The determined spirit is capable of much. Through late night, self-taught study sessions and many moments of bended knee prayers, I clawed my way through honors courses; worked throughout junior high and high school to help my grandma with expenses; served in various student leadership positions; logged countless hours of community service; competed in sports; and graduated with a 4.065 GPA. Going to college, and self-discovery, became more about setting the bar high enough to give my sisters something to shoot for while simultaneously trying to give voice to the irreconcilable differences of my soul.

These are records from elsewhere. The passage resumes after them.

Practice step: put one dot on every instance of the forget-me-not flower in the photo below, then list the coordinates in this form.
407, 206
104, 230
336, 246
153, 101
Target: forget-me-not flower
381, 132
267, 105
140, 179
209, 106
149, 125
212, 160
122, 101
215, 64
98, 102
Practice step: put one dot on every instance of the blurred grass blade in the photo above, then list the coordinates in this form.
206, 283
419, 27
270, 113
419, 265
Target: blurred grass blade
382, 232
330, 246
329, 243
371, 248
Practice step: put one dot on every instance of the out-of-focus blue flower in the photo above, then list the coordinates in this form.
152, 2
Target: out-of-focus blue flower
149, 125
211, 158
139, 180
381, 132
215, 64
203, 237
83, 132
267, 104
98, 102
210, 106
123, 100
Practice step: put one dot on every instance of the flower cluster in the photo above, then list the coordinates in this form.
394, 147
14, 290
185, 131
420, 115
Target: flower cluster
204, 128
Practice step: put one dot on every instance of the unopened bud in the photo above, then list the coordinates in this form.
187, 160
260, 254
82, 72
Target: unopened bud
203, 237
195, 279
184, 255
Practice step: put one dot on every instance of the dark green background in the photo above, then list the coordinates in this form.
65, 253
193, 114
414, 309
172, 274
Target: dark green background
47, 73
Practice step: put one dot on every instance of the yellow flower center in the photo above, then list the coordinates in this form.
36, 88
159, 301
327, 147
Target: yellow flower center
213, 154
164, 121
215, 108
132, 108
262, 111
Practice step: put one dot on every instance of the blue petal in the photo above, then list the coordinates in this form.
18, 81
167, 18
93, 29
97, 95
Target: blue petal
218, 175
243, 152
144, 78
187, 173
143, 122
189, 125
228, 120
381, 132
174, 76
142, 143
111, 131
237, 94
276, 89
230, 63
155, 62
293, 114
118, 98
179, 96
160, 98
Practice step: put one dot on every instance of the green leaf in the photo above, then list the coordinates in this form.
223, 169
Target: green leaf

I wasn’t some kid from the projects riding on a sports scholarship or the troubled teen who turned their life around. I was the seeker saved by grace determined to prove that “failure to thrive” was not a life sentence. Part of me will always feel like the housebroken, mangy-haired, wild eyed mutt clamoring outside the restaurant doors after hours in a dark alley riffling through the trash and left overs of forgotten about patrons. Survival will always be at the core of my existence. I will never forget the beatings I endured at the hands of my mother for reminding her of who she never was. I will never forget dumpster diving with my cousins looking for food. I will never forget what I had to do to get the expensive graphing calculator that was required for math class. I will never forget the hours spent dreaming and praying for another way…and another day.
I will always remember the teachers and professors and pastors and elders who told me that I could do and be better than the life I knew. I will always remember the kids who didn’t make fun of my dirty clothes and messy hair. I will always remember the prayers my grandmother said over me as the nightmares of my past haunted me awake. I will always remember the Minority Encouragement Program adviser who told me what I had to do to go to college and made me believe that it was possible. I will always remember the staff at Kinkos who let me sit for hours and didn’t charge me a fee for typing and printing my term papers for school. I will always remember the still, small Voice inside of me that tells me to press on and see what the end will bring.